In the Health Care Cost and Utilization Report: 2010, HCCI found that the health expenditures for children with ESI grew faster than any other age group. This report begins to explore why health care spending for commercially insured children rose so quickly, and whether growing expenditure on children's health care represents a potential long-term trend. HCCI assessed the levels and changes in prices and utilization for children (including changes in the mix of services) focusing on 2007—2010.
Key Findings
Spending on health care for children grew faster than spending for adults between 2007 and 2010 due to increasing prices for all categories of goods and services, finds a new report from the Health Care Cost Institute (HCCI). This rise in spending occurred despite a decline in number of commercially insured children and a drop in the use of costly health care services, such as hospital stays and brand-name drugs, says the Children's Health Care Spending Report: 2007-2010. This is the first such analysis to track changes in spending, prices, and use of health care services by children covered by private employer-sponsored health insurance.
Price increases surpassed changes in the amount of health care children consumed and outstripped general inflation from 2007-2010, according to the report. Outpatient visit prices rose the fastest, increasing 34.4 percent over four years, nearly six times the rate of inflation, which grew 5.2 percent.
Per capita spending on children's health care rose to $2,123 in 2010, an 18.6 percent increase from 2007. Spending on health care for infants and toddlers was disproportionately high. Although children under 3 years comprised 17 percent of the covered child population, 31.4 percent of the total children's health care dollars was spent on them in 2010. Per capita spending for this age group reached $3,896 in 2010. At the same time, teenagers had the highest rate of per capita spending growth, rising 22.3 percent between 2007-2010, with more money going toward prescription drugs and outpatient care.
Utilization of mental health and substance use services by children rose nearly 24 percent over the four year period. Use of these services grew the most for children age 9-18. In addition, use of central nervous system drugs, such as antidepressants, anti-anxiety drugs, and drugs used to treat attention-deficit hyperactivity disorder, jumped more than 10 percent. Use of central nervous system drugs among teenagers was highest, with prescriptions exceeding 1 per insured child aged 14-18 in 2010.
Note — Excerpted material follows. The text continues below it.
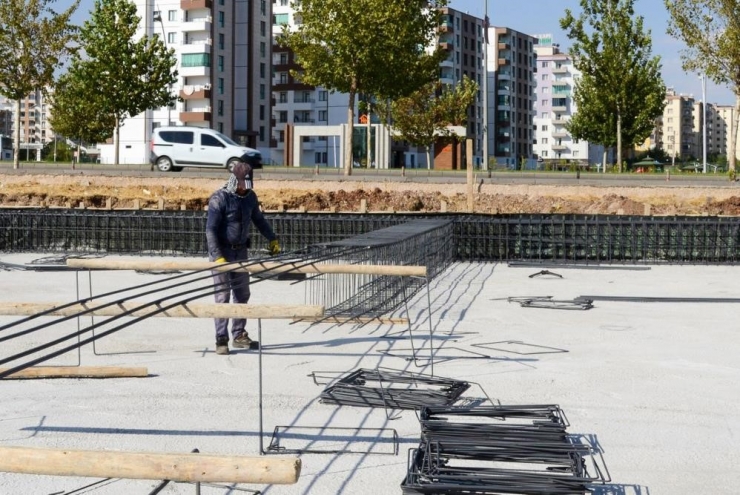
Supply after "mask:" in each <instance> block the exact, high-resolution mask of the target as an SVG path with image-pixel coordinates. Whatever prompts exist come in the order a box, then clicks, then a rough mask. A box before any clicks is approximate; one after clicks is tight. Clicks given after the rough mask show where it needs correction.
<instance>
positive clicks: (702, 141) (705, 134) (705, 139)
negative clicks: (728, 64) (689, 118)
mask: <svg viewBox="0 0 740 495" xmlns="http://www.w3.org/2000/svg"><path fill="white" fill-rule="evenodd" d="M699 77H700V78H701V108H702V118H701V130H702V145H701V158H702V173H705V174H706V173H707V76H706V75H705V74H701V75H700V76H699Z"/></svg>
"Children tend to use less expensive health care, so a bump in children's health care spending is troubling because it could indicate that kids are getting sicker or receiving unnecessary tests or excess procedures," says HCCI Governing Board Chairman Martin Gaynor, PhD, Professor of Economics and Public Policy at Carnegie-Mellon University. "The data on spending for mental health and substance use services is particularly worrying. We need to look further into why there is such a high use of prescription drugs for mental health problems among children and whether this expenditure is yielding valuable health outcomes."
HCCI's Children's Health Care Spending Report 2007-2010 is based on one of the largest collections of private health insurance claims data ever assembled and provides unprecedented insight into health care spending trends of children who are covered by their parents' or guardians' employer-based health insurance. Employer-sponsored insurance (ESI) is the largest single source of coverage for children in the United States. According to the report, insurers and consumers spent nearly $88 billion on health care for children in 2010, up nearly 12 percent from 2007. Spending rose even though the number of children covered by ESI declined 5.7 percent from nearly 44 million in 2007 to 41.4 million in 2010.
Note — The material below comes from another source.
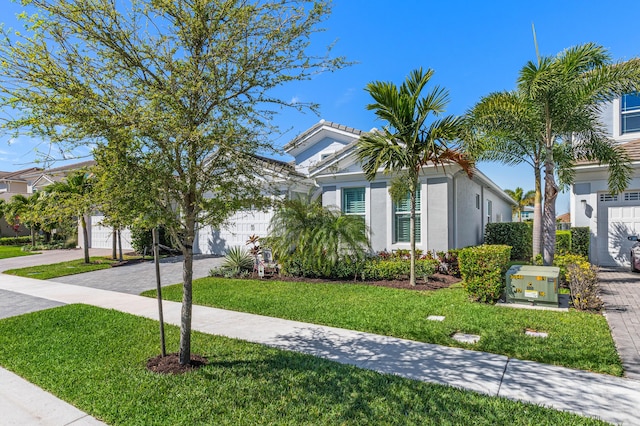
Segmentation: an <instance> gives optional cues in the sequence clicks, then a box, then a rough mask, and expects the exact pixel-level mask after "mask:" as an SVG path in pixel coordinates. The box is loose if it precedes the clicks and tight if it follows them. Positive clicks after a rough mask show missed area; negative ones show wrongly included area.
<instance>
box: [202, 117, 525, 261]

Most Money Spent on Professional Services
In 2010, the bulk of children's health care dollars (40.3%) was spent on professional procedures such as primary care office visits, immunizations and preventive care, a trend that was consistent across the four-year period. On average, $855 was spent on professional services per child, a 16.5 percent increase from 2007.
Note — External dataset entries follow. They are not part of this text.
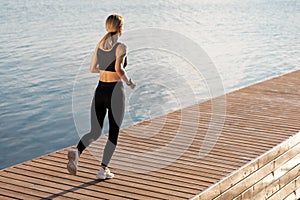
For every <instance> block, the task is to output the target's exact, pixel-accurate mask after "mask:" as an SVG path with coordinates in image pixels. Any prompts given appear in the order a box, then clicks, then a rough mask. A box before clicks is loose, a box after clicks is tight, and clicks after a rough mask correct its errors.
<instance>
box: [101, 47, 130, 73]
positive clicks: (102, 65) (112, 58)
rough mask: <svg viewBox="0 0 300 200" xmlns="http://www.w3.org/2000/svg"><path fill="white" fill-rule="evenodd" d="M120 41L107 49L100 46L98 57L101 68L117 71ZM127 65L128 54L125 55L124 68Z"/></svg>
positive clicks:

High rates of use helped make professional procedures the largest area of health care spending for children but price increases pushed up how much money was spent. On average, children experienced over 10 professional procedures in 2010, a 6.7 percent increase from 2007. Still, price increases for office visits, preventive care, and other services outpaced this growth, rising 9.2 percent over the four-year period.
Consumers also paid more out-of-pocket for professional procedures, which accounted for almost half of all out-of-pocket spending. For professional procedures, co-pays, deductibles and other out-of-pocket costs averaged $182 per child in 2010, an increase of 7.1 percent from 2009.
Exceptional Price Growth for Outpatient Care, ER Visits
Facility charges for outpatient visits increased, growing at more than twice the rate of inpatient admission facility charges. Emergency departments were an increasingly expensive place for care, with the average facility fee for an emergency room visit increasing 35 percent over 2007-2010 from $684 to $923.
Additional Report Highlights:
"We hope this report gives researchers and others a much clearer picture about why health care spending for children has risen so quickly," says HCCI Executive Director David Newman. "While we now know prices are the underlying cause, further research on services with high expenditures and high growth in prices is needed for us to understand what is driving these price increases."
About the Data
Findings are based on de-identified Health Insurance Portability and Accountability Act (HIPAA) compliant data sets from three billion health insurance claims provided by Aetna, Humana, and UnitedHealthcare, three of the nation's largest health plans. Future reports from HCCI will include data from Kaiser Permanente. It does not report on premiums or their determinants.